El nuevo libro de Rubem Fonseca es un compilado de relatos que, haciendo válido su título —referencia a un arma de cartucho pequeño—, hacen explotar la cotidianidad de manera muy breve pero contundente.
En cada historia, el escritor brasileño muestra ese lado en que el ciudadano de a pie se retuerce y toma el control a la hora de interpretar y mantener los convencionalismos, así como las reglas predominantes. Así genera argumentos que le permiten validar ante sí mismo acciones a todas luces cuestionables.
Como si se tratara del día a día, la pluma desfachatada de Rubem Fonseca empuja con naturalidad a que el lector asuma los roles que en cada narración se desarrollan. Así, el observador se ve inmerso en distintos escenarios, que van de rincones urbanos en consultorios y departamentos a palacios franceses en islas descuidadas. Trayectos que tienen la mera intención de que emociones como la envidia, la mezquindad, los celos o la venganza dejen el plano de lo deleznable, para legitimarse como respuestas ante disyuntivas de engañosa futilidad, pero a la larga determinantes en la calidad de cada persona. Para tal efecto hay que destacar el espíritu casi anecdótico al que obedece la narrativa de Calibre 22, que alimenta una efímera agudeza al concluir dejando siempre en el aire una reflexión de sugestiva y disfrutable incomodidad.

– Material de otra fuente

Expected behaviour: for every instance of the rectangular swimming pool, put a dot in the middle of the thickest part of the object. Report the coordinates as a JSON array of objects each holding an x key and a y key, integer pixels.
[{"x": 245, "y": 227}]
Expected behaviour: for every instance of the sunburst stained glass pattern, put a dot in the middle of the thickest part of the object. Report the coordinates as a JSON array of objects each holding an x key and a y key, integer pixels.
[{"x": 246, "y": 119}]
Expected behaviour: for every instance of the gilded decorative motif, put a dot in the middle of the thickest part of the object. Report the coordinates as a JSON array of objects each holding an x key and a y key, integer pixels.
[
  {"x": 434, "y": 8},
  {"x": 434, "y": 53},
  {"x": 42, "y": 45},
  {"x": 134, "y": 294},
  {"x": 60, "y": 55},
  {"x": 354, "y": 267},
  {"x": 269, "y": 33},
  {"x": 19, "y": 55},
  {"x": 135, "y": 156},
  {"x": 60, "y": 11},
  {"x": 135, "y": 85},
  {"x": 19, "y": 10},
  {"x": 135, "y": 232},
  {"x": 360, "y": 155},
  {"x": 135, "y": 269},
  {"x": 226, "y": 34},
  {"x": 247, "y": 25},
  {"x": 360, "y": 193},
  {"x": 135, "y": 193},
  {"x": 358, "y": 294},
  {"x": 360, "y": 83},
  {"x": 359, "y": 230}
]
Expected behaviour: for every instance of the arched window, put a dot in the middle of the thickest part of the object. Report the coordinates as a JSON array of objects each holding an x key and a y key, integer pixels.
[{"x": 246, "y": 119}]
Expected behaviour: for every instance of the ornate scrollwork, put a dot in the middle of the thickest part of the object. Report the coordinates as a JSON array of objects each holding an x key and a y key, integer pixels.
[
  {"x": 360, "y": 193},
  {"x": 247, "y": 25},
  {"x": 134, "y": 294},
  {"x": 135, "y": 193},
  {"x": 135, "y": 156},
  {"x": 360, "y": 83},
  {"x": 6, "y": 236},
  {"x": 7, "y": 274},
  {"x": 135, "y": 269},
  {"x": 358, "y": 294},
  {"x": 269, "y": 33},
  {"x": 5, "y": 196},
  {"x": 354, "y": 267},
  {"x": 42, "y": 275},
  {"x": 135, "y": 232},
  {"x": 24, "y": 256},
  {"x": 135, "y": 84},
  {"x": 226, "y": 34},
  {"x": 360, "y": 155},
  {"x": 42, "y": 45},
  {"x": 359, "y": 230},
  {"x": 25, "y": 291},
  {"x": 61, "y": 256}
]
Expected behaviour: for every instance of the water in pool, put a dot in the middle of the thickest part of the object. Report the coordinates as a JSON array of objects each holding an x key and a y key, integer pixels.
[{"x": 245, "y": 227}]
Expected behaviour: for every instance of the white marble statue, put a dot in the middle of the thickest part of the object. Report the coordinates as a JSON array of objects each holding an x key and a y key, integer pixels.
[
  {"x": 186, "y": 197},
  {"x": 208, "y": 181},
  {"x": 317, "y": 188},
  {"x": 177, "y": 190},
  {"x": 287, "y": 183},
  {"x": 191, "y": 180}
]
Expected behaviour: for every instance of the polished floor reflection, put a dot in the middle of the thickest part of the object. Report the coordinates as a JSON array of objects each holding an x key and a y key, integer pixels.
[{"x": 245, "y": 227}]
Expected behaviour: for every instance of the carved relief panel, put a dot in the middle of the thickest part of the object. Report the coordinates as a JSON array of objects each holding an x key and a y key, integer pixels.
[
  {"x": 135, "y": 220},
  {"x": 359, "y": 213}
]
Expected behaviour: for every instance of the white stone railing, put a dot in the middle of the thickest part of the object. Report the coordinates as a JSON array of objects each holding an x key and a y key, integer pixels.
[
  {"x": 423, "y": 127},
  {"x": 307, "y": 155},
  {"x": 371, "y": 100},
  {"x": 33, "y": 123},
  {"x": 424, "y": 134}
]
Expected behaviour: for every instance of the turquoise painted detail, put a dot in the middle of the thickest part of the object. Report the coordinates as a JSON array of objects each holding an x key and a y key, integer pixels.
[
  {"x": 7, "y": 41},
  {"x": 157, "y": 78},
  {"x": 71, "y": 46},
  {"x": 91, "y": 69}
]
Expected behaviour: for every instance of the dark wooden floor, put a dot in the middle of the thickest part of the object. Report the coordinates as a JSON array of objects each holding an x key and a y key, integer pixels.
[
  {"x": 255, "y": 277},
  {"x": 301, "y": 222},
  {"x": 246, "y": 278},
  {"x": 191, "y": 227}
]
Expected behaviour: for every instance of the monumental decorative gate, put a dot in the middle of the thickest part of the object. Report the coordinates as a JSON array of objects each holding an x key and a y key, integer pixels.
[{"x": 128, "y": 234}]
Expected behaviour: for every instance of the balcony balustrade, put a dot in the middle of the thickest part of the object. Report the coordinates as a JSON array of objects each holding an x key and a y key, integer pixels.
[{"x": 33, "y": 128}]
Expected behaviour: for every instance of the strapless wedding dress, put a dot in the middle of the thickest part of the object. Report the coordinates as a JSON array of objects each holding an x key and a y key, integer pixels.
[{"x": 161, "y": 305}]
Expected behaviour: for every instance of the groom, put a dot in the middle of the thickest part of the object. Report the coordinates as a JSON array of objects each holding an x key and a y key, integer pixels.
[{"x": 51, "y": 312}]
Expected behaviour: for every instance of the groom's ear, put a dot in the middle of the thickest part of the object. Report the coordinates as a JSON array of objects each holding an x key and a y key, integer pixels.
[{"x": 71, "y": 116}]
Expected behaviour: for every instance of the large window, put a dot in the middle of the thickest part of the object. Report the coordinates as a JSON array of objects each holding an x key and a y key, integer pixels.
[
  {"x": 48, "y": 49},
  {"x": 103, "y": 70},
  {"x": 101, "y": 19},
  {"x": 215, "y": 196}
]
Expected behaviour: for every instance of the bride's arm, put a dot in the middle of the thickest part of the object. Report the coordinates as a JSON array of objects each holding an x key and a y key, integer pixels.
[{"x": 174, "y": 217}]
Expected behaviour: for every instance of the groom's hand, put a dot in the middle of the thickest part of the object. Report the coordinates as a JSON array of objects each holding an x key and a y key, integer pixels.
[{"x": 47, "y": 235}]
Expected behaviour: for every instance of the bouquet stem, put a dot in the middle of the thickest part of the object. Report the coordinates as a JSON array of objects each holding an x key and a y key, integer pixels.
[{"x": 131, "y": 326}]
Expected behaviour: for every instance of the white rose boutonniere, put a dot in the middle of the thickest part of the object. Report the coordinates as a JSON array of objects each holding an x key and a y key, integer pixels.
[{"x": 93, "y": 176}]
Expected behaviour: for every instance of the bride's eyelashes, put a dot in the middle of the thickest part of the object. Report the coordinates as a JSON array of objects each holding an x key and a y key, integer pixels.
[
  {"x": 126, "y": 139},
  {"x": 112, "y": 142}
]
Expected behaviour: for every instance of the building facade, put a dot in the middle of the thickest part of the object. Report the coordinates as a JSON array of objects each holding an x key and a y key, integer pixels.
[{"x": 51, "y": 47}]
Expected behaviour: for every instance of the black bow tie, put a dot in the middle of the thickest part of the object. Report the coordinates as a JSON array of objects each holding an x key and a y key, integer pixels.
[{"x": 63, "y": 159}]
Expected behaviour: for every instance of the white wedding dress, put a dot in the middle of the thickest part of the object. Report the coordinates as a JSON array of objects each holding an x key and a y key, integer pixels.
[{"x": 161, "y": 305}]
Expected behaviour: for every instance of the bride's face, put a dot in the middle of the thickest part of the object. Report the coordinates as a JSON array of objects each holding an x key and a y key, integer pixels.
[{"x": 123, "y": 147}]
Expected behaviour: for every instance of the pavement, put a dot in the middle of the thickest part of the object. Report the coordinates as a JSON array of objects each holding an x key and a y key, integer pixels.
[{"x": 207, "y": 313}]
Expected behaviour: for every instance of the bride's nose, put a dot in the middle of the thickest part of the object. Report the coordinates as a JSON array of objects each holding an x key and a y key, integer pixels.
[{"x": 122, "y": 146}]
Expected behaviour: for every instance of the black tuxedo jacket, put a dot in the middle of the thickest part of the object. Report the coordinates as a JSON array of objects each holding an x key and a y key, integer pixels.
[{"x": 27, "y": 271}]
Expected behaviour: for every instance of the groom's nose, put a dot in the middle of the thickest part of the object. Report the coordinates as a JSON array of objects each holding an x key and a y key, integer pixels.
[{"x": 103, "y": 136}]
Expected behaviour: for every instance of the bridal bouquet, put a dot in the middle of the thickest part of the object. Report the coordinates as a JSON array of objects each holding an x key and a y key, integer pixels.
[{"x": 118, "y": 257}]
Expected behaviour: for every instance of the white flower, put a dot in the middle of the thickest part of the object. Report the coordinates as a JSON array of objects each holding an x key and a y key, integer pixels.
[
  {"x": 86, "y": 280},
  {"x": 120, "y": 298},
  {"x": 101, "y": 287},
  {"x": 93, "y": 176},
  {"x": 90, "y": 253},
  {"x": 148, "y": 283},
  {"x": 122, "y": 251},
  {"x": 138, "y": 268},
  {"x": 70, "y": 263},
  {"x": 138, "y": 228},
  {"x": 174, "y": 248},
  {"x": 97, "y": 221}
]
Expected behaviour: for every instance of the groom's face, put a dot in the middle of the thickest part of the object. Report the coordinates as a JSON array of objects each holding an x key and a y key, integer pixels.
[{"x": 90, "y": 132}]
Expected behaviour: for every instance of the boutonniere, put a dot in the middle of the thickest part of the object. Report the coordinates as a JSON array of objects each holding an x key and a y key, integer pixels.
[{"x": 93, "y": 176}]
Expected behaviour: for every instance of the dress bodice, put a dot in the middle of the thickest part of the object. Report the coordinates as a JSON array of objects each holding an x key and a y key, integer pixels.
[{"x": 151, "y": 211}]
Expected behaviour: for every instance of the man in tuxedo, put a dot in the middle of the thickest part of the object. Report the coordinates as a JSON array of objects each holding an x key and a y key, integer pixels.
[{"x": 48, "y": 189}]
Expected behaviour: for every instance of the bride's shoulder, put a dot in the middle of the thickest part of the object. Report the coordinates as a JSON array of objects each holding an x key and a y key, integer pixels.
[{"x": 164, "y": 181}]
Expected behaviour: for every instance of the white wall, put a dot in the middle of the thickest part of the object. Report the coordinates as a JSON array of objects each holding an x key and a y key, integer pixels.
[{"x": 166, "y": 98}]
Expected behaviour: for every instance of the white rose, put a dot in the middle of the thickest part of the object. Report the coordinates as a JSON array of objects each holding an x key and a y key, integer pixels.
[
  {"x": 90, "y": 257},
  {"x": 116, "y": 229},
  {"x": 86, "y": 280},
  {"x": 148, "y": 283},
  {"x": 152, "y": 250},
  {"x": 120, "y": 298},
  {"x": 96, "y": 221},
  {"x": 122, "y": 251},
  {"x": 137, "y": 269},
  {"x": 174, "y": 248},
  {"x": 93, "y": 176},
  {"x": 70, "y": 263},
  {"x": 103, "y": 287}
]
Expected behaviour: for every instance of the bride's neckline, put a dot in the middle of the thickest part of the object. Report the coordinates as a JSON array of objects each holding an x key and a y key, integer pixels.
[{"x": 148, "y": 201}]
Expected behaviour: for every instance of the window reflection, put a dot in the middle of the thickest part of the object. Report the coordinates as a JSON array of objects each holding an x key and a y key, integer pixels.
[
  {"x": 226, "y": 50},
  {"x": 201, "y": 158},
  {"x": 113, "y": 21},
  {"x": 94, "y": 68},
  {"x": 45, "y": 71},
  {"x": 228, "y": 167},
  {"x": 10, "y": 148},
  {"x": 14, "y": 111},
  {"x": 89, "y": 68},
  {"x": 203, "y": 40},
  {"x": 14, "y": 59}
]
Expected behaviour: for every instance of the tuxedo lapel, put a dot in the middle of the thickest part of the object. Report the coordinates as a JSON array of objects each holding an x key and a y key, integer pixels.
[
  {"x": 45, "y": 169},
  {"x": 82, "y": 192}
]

Así las cosas, al adentrarse en las páginas de la edición de Tusquets, que se presenta sencilla y digerible, nos podemos encontrar con personajes como un sacerdote con aspiraciones de obispo, cuya doble vida parece justificarse tanto como la fatalidad que podría hacerle justicia a su esposa clandestina. La estatura moral de las figuras religiosas y su práctica quedan expuestas lejos de conservadurismos, y aquí son colocadas al mismo nivel de los principios inquebrantables de un asesino a sueldo —otro de los protagonistas—, cuya postura carece de ambigüedad a la hora de que toca a la puerta la traición hacia su propio trabajo.
Y qué decir de “Fantasmas”, peculiar juego entre un psicoanalista atendido por otro psicoanalista con el que charla sobre uno de sus pacientes —cuyo trastorno implica muy peculiares apariciones— y que, prácticamente de forma casual, origina un cúmulo de cuestionamientos respecto a la concepción de la cordura en función de las necesidades sociales e individuales. Sobre todo, al revelarse cuál fue el ridículo camino que uno de los personajes recorrió para ejercer tal profesión. Ese es quizás el momento más hilarante y escabroso de Calibre 22, que en este caso el autor, ganador de reconocimientos como el Premio de Literatura Latinoamérica y del Caribe Juan Rulfo, le reserva a todo aquel que ha recurrido a este tipo de terapia.
Pero el afán del escritor por ensañarse con los mecanismos sobre los que se sostiene el autoengaño propio de lo ordinario no termina ahí. Rubem Fonseca va mucho más lejos con textos como “Cibeles”, en el que un enamorado de endeble convicción, en medio de un paraje idílico, vive lo que usualmente da pie a bromas machistas acerca de las sorpresas que llegan a reservarse las relaciones, y que esta vez sirve para transgredir los modelos de masculinidad dentro de la seducción, mezclando la cursilería con la crueldad y la amargura.
Son estos mustios giros que apuntan a la parodia, en medio de lo que de inicio se viste ya sea de pasaje policiaco, de misterio o de romance, los que hacen de Calibre 22 una ácida disección de la irónica realidad, con el destino como filosa herramienta para despojar de su fachada a los villanos cotidianos que podemos ser —o quizás ya somos— todos.